Neither before nor after Josiah was there a king like him who turned to the Lord as he did—with all his heart and with all his soul and with all his strength, in accordance with all the Law of Moses.
—2 Kings 23:25
One way we can see for ourselves that Josiah was a good leader and man of God is how he responded when the priest reported the prophet’s devastating words. He did not banish the priest and kill the prophet. He did not shift blame to someone else. He did not declare himself the real victim.
We needn’t look far to find leaders who believe themselves beyond critique, who only allow compliments and praise to pass through their ears and into their minds and hearts, who make life impossible for any who speak against them. But not Josiah. He heard the judgement, gathered the people, read the Law for all to hear, and renewed the nation’s covenant before God.
He did not merely initiate change in their hearts.
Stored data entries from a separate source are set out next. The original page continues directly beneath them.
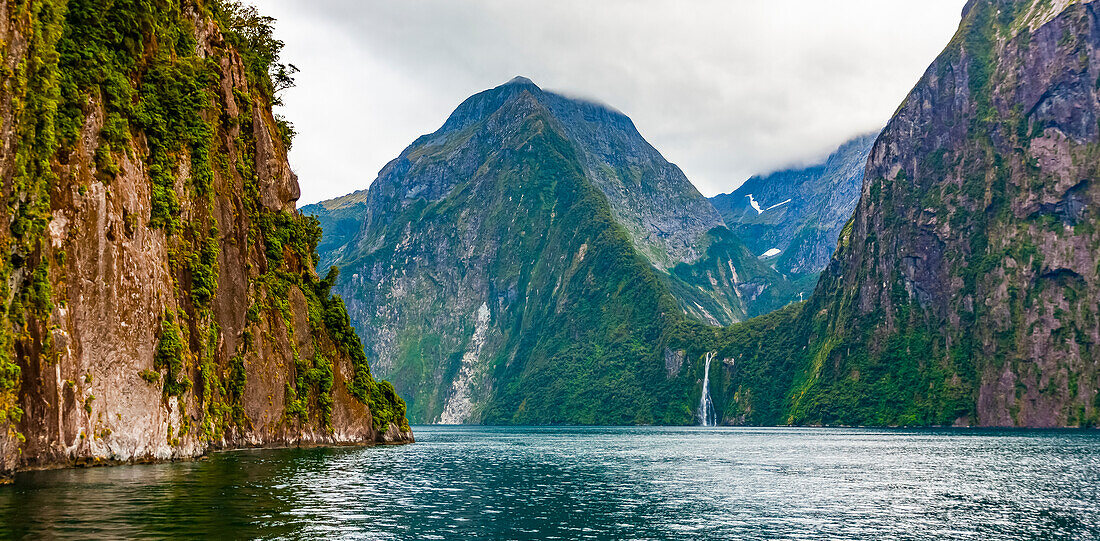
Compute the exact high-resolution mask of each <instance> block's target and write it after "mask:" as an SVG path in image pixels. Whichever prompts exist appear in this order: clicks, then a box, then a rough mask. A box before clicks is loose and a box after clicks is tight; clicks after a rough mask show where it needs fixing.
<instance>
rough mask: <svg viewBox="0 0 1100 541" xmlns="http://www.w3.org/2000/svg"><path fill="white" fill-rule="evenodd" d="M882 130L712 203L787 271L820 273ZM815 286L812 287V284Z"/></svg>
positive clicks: (855, 206)
mask: <svg viewBox="0 0 1100 541" xmlns="http://www.w3.org/2000/svg"><path fill="white" fill-rule="evenodd" d="M877 136H878V133H877V132H876V133H868V134H864V135H860V136H858V137H855V139H853V140H850V141H848V142H846V143H844V144H843V145H840V147H839V148H837V150H836V152H834V153H833V154H831V155H829V156H828V157H827V158H825V161H823V162H821V163H817V164H813V165H810V166H806V167H801V168H793V169H784V170H780V172H777V173H772V174H770V175H764V176H755V177H752V178H749V179H748V180H746V181H745V184H744V185H741V186H740V187H739V188H737V189H736V190H734V191H733V192H731V194H722V195H719V196H715V197H713V198H711V203H713V205H714V208H715V209H717V210H718V213H720V214H722V219H723V220H724V221H725V222H726V227H728V228H729V229H730V230H731V231H733V232H734V233H735V234H736V235H737V236H738V238H740V239H742V240H744V241H745V243H746V244H747V245H748V246H749V249H750V250H752V252H753V253H756V254H758V255H764V256H766V257H767V258H768V260H769V261H773V262H774V265H775V268H777V269H779V272H781V273H784V274H817V273H820V272H821V270H822V269H824V268H825V265H827V264H828V261H829V257H832V256H833V252H834V251H835V250H836V241H837V238H838V236H839V235H840V229H842V228H844V224H845V222H847V221H848V219H849V218H851V212H853V211H854V210H855V209H856V203H857V202H858V201H859V188H860V186H861V185H862V183H864V168H865V167H866V166H867V156H868V155H869V154H870V152H871V145H872V144H873V143H875V139H876V137H877ZM811 287H812V286H811Z"/></svg>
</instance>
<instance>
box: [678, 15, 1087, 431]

Josiah removed the idols from the temple, and from all over the nation. He destroyed the places where children were sacrificed in fire and all the places where people were used and abused in the name of worship.
But Josiah’s son and grandson did not follow in his footsteps. They returned to the ways of evil—and remember, this is not abstract evil. This is mixing worship and “god’s will” with murder and violence and assault, all in the name of seeking comfort and wealth.
We begin to see why the author of Hebrews describes Jesus as the new High Priest. We humans slip, again and again, back to worshipping our own gain even if it requires violence against others to achieve. Hebrews implores the reader with words that feel all-too applicable to us: we should be mature enough to be teachers of Jesus’ way by now, but instead we still need to be fed baby’s milk. We aren’t even ready for the solid foods of God’s teaching. Only when we have learned to tell the difference between good and evil will we be ready for solid food.
It is so easy to see the plank in another’s eye. I’m sure we can readily see the evil and violence others are doing in our nation. But what about us? What about the evil and violence American Evangelical Christians are promoting and benefiting from? Can we, like Josiah, allow our hearts to be torn and make actual, tangible changes to the way we live? Are we followers of Jesus okay being comfortable in a society where others suffer? Will we allow Jesus to open our eyes, growing from milk-drinkers to solid-food-eaters?
We have much to say about this, but it is hard to make it clear to you because you no longer try to understand. In fact, though by this time you ought to be teachers, you need someone to teach you the elementary truths of God’s word all over again. You need milk, not solid food! Anyone who lives on milk, being still an infant, is not acquainted with the teaching about righteousness. But solid food is for the mature, who by constant use have trained themselves to distinguish good from evil. (Hebrews 5:11-14)
Questions for reflection and discussion: Are you ready for solid spiritual food or still needing milk? Are you following our society’s way of fear and violence in hopes of achieving something for yourself and your family, or Jesus’ way of loving and caring for all people, friend and enemy alike—even if it costs you?